Recuerdo que hace algunos años ya, en una conferencia que dio Fernando Arrabal en Murcia, quedé estupefacto al oírle afirmar que uno de los grandes enigmas, además de Dios, era la climatología. En aquel momento recuerdo que pensé que se trataba de una boutade del escritor pánico, pero ahora, con el paso del tiempo, descubro que aquellas palabras tenían un gran poso de sabiduría. Y no porque piense que el tiempo meteorológico constituya una suerte de misterio inexpugnable para el hombre a la altura de la religión; más bien en cómo la predicción meteorológica se ha convertido en un símbolo oracular a la altura del de Delfos.

Si los antiguos buscaban en las vísceras de animales, en los dioses o en la forma del vuelo de algunas aves desentrañar el futuro, el hombre actual parece haber sustituido sus vaticinios primigenios por otras formas más sofisticadas de adivinación. El tiempo meteorológico, los algoritmos, las encuestas que tratan de predecir los resultados de elecciones y, sobre todo, los inescrutables destinos del Ibex 35.

Cada día en las noticias leemos o vemos cómo un experto (un nuevo Tiresias con chaqueta y corbata o minifalda) nos advierte, casi en tono amenazador, sobre la próxima nevada, la drástica bajada de las temperaturas o una nueva ola de calor que se cierne sobre el país. Hay que predecir el tiempo para sentirnos a salvo.

Todos los teléfonos móviles disponen de aplicaciones con las que adivinar si lloverá o hará sol en los próximos siete días. Con el movimiento bursátil ocurre lo mismo. A nadie importa y casi nadie entiende qué es eso de la Bolsa. Pero a cada momento nos informan de sus subidas y bajadas, como si de ese vaivén etéreo de millones de euros, de la prima de riesgo y de la compra y venta de estratosféricas acciones dependiera nuestra existencia inmediata. Quizá el interés que despiertan estos mundos abstractos no radique tanto en el efecto que tienen en nuestras vidas. Más bien tengo la impresión de que los humanos necesitamos predecir para sentirnos seguros, para darle coherencia a nuestro inestable mundo, si es que esto es posible.

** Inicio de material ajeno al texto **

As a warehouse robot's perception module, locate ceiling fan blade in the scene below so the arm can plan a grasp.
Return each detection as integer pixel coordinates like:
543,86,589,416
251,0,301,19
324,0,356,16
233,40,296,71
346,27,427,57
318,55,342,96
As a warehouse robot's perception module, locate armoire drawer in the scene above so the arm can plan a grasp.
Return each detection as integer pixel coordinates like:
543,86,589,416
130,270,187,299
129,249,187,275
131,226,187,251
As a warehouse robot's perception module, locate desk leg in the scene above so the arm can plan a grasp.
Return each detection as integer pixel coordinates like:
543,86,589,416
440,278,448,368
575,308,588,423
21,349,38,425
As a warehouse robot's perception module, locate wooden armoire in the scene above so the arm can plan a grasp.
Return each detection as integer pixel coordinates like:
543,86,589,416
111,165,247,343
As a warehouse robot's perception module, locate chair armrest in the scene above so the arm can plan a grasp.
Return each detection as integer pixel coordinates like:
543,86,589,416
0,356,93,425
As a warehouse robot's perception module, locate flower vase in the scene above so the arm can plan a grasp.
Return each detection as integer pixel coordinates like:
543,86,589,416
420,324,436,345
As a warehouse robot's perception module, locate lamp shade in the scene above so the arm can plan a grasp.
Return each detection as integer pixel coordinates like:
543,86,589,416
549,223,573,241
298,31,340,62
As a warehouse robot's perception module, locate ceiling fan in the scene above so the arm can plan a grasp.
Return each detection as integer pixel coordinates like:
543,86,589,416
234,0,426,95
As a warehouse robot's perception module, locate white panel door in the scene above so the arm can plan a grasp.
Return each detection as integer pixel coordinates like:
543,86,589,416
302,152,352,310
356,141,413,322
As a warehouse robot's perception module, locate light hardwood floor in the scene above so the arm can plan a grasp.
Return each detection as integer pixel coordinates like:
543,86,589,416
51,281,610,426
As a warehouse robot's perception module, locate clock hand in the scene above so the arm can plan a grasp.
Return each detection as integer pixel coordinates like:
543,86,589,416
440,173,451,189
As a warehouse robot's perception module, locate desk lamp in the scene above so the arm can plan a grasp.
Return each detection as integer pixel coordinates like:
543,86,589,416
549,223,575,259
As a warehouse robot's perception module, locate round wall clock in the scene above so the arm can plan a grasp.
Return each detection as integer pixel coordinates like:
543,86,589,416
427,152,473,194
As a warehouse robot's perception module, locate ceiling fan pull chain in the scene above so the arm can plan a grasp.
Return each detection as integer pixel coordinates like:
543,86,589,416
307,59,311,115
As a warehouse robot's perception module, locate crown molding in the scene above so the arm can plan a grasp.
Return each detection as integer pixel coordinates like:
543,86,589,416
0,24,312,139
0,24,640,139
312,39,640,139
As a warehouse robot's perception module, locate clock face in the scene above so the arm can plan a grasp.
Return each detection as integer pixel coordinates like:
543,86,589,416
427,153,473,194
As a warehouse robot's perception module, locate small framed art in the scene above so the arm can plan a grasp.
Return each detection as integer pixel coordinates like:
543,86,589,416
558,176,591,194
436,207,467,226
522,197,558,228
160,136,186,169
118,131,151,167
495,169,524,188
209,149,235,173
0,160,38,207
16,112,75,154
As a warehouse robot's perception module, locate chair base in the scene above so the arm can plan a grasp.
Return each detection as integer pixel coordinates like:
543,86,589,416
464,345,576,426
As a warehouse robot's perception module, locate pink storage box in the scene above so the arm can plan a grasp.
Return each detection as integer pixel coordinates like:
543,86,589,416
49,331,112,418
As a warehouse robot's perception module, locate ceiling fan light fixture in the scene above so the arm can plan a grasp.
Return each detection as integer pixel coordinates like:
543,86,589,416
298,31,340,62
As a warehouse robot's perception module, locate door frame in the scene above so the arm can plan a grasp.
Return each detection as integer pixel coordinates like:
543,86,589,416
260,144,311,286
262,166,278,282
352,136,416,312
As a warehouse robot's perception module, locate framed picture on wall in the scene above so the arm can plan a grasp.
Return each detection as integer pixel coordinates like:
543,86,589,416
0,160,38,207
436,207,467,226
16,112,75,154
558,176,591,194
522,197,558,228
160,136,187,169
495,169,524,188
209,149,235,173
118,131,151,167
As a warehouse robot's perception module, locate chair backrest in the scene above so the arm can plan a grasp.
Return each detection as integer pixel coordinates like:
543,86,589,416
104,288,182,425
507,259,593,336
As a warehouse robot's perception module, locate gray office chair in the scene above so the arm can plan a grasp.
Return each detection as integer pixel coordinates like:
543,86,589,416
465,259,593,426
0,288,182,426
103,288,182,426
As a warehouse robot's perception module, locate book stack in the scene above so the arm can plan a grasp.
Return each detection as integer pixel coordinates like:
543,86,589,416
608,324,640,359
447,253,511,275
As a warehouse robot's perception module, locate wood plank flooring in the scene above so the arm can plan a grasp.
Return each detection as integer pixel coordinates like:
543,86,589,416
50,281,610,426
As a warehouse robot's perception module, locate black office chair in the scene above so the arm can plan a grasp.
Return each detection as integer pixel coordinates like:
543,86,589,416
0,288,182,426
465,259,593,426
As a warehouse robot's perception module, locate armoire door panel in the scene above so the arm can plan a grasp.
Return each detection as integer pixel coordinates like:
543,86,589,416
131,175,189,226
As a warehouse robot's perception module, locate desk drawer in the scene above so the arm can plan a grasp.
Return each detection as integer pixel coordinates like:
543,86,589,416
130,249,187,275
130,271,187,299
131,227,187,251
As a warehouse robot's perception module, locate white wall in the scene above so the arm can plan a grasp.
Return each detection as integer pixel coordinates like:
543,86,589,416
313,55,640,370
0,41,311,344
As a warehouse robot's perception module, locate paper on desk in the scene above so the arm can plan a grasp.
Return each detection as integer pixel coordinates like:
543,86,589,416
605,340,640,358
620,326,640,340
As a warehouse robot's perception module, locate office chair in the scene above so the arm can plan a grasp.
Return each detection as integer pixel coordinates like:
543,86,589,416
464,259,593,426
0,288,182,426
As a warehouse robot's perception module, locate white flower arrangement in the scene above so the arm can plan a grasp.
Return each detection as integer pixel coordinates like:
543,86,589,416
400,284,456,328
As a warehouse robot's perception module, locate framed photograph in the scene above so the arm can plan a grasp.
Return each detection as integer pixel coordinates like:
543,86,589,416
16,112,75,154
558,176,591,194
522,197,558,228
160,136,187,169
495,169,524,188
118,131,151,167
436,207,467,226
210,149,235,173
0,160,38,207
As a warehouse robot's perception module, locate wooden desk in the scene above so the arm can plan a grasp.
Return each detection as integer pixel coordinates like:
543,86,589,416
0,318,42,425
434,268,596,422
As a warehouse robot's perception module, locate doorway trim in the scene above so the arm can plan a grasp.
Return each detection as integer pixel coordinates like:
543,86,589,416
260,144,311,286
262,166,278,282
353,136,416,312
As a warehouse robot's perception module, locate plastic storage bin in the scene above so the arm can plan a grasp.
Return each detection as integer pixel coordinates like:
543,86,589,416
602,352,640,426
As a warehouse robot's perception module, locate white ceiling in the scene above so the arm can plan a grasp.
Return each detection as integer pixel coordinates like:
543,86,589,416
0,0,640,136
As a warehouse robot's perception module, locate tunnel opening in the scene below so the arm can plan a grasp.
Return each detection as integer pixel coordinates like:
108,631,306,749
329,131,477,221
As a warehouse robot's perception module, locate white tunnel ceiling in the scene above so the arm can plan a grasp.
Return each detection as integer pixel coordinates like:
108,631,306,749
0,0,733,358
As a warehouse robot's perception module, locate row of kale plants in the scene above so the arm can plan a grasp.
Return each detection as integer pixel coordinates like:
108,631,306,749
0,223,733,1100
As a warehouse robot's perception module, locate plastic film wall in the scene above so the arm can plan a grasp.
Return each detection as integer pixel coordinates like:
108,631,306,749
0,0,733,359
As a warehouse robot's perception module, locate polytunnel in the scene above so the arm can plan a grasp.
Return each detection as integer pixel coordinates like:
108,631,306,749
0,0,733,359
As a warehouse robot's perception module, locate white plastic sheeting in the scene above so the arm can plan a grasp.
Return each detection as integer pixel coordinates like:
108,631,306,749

Los oráculos nos aportan seguridad. Aunque también sirven para configurar la Realidad (o al menos tratan de manipularla), como se demuestra cada vez que el CIS emite su previsión sobre las próximas elecciones.

Barthes, en su ensayo El efecto de lo real, reflexionaba sobre un barómetro que aparece, sobre un piano, en el relato de Flaubert Un corazón sencillo. Barthes opina que este objeto nada aporta al relato, que es un ‘detalle inútil’ que tan solo está ahí para ofrecer un exhaustivo recuento de la ‘Realidad’.

Sin embargo, un aparato que sirve para medir el tiempo atmosférico, si se piensa bien, no es solo un objeto dentro de la Realidad. Es además una herramienta que sirve para predecir, para estructurar, para dar sentido a la Realidad.

Flaubert, tal vez, pensó que que para describir la Realidad había que comprenderla, encapsularla. Así que a falta de una encuesta de Tezanos (para nada realista), el ¡realista’ Flaubert se decantó por un barómetro, que como todos sabemos, es un objeto real.